1月5日素晴らしい展開になったエルキ・フータモ教授をお迎えしてのオープニング・イベント~Part2

ゲストのトークを終えたのち、エルキ・フータモUCLA教授は「メディア考古学はアーティストにインスパイアされている部分が大きい。アーティストはいろんな昔の例を知っていて、それを別の形で表現をしてきた。私自身がメディア考古学という分野を発想し、発展させるのに一番大きな影響を与えた人が、今、ここにいます。岩井俊雄さん。
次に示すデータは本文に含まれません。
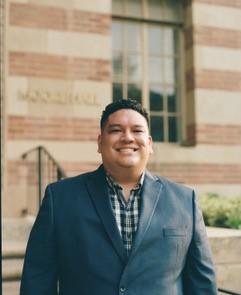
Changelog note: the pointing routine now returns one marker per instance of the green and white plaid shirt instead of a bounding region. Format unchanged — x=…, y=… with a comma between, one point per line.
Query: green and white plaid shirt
x=126, y=212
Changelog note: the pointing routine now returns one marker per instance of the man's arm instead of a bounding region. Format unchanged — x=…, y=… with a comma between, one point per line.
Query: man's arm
x=199, y=274
x=40, y=266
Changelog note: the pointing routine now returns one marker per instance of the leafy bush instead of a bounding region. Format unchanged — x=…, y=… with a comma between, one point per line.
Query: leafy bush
x=221, y=211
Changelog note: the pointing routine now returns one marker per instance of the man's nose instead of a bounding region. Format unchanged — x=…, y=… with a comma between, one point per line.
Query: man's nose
x=127, y=136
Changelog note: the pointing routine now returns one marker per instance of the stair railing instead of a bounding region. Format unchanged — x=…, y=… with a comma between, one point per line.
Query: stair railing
x=225, y=291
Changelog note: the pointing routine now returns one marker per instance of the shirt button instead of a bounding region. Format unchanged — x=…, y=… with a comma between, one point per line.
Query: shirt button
x=122, y=289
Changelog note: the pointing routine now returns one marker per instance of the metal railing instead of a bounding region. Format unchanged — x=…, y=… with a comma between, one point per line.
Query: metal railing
x=42, y=169
x=225, y=291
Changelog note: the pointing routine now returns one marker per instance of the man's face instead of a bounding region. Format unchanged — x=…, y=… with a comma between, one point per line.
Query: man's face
x=124, y=141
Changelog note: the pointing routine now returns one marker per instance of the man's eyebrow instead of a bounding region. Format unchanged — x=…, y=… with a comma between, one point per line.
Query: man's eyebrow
x=120, y=125
x=114, y=125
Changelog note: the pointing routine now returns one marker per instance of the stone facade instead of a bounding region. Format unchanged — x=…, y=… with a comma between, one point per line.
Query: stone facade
x=59, y=78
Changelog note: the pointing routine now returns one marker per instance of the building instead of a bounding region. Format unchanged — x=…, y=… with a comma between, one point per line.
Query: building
x=64, y=60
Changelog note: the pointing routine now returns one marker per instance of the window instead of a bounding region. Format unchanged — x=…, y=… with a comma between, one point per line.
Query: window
x=145, y=53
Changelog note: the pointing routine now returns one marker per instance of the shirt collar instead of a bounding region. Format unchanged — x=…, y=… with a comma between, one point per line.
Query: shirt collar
x=113, y=184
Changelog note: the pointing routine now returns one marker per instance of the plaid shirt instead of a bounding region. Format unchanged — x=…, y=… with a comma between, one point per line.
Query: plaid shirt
x=126, y=212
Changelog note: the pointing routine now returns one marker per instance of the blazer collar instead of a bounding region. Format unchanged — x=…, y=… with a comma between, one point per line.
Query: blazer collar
x=97, y=187
x=151, y=190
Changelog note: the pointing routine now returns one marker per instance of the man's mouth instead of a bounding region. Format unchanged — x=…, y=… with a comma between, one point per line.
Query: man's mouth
x=127, y=149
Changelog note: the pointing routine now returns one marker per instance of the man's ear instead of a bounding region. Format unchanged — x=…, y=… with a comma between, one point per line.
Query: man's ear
x=99, y=143
x=150, y=143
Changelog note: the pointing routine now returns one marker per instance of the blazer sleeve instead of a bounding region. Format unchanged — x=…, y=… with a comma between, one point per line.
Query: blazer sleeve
x=40, y=264
x=199, y=274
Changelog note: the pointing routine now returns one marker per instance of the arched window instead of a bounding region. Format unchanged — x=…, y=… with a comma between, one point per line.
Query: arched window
x=146, y=53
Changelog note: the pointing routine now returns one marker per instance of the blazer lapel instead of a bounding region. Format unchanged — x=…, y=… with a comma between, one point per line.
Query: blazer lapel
x=150, y=195
x=97, y=188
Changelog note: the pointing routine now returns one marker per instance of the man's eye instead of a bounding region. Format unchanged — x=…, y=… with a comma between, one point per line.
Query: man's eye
x=115, y=130
x=138, y=131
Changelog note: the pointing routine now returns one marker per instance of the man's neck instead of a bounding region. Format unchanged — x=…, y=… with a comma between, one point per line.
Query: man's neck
x=127, y=178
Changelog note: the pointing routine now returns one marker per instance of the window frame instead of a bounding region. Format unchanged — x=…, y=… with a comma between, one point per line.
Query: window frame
x=145, y=21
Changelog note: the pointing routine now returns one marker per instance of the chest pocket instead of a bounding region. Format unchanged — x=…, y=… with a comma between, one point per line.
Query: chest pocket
x=174, y=232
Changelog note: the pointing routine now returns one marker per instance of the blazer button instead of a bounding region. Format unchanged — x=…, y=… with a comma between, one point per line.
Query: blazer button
x=122, y=289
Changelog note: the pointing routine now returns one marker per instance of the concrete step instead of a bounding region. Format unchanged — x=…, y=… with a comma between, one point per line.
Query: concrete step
x=12, y=269
x=11, y=288
x=17, y=229
x=12, y=260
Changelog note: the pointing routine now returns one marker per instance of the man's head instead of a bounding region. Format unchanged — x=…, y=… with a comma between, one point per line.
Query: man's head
x=124, y=142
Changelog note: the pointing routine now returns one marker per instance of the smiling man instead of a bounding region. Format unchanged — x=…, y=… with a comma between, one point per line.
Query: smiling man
x=119, y=229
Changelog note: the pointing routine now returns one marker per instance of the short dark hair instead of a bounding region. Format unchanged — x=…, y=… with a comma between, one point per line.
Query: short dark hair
x=122, y=104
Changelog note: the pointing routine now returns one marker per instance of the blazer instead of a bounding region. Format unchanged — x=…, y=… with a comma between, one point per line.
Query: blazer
x=75, y=247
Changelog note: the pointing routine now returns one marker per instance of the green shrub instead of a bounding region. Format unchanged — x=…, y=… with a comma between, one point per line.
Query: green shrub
x=221, y=211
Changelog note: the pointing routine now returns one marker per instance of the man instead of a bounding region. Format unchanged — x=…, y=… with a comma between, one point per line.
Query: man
x=119, y=229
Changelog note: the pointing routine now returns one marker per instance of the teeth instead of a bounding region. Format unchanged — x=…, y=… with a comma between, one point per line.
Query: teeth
x=127, y=149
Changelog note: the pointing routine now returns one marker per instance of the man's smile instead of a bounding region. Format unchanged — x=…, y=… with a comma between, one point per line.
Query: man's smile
x=126, y=149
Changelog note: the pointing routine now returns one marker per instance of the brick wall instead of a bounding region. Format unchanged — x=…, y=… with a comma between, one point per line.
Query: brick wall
x=54, y=48
x=67, y=47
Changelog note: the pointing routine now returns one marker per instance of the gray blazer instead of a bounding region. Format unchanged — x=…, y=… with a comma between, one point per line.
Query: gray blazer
x=75, y=243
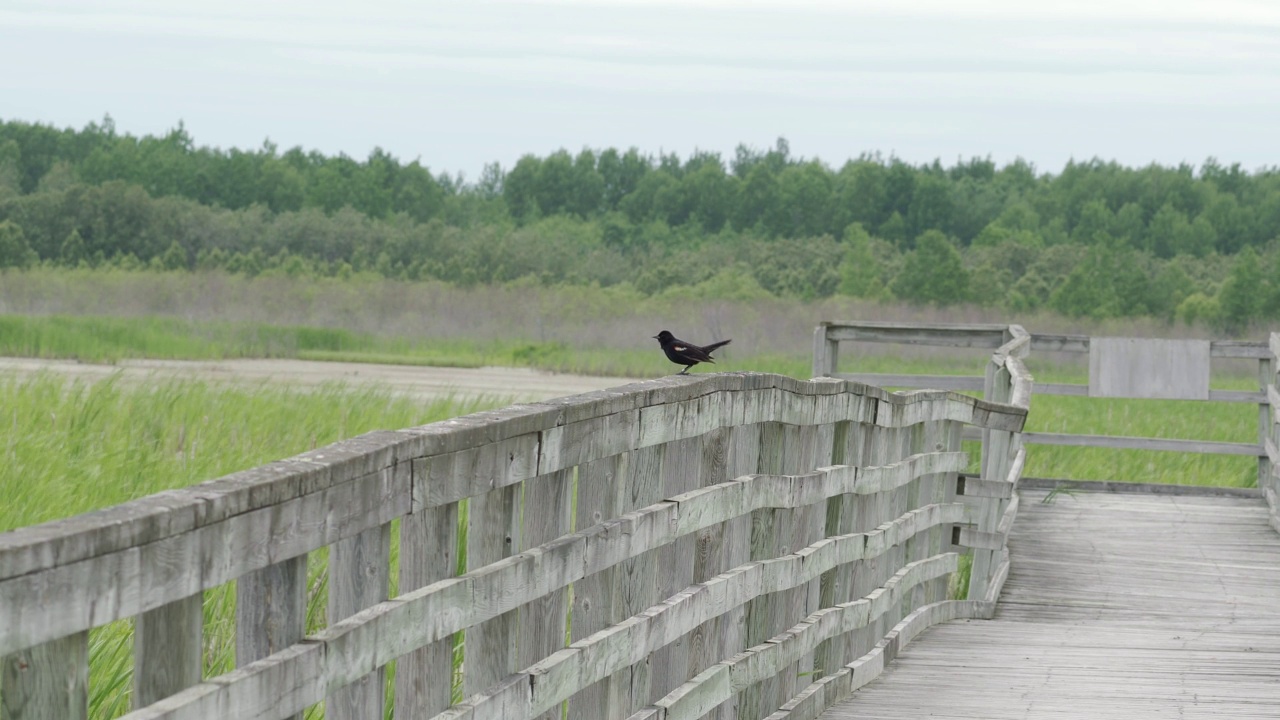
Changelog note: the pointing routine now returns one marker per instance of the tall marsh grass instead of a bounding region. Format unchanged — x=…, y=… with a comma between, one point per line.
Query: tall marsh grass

今は絵本作家としても活躍されていますが、岩井さんは凄い勢いで発展させていて、この場に同席して下さっていることが凄く嬉しいですし、名誉なことと思っています。」と話されました。

前々回のブログで絵本『100かいだてのいえ』にサインして下さっている様子を紹介した岩井俊雄さん。フータモ先生とのつきあいは1990年代初めからだそうです。「子どもの頃から父親に工作を仕込まれて、メディアの裏にある技術的なこと、例えば“なぜアニメーションが動いて見えるか”などに凄く興味があって。ゾートロープやフェナキスティスコープ、おもちゃの映写機にも興味を持って調べ、自分の作品に取り入れてきました。その動きをフータモ先生や草原先生が見ていてくださっていた。個人的にやってきたことが、メディア考古学の発想にも影響を与えたのかなとちょっと思っています。昔のものと今の自分の興味、日本におけるサブカルチャーとかそういうものに密接にかかわっていることが僕にとっては面白かったし、そこにコンピューターとか様々な新しいメディアテクノロジーがどんどん加速して入ってきたことで、ただの考古学ではなく、過去と現在と未来とが全部繋がっていくっていうことが面白いです。フータモ先生にそういう風に言って頂けたことが嬉しいです。」と岩井さん。とってもいい瞬間でした。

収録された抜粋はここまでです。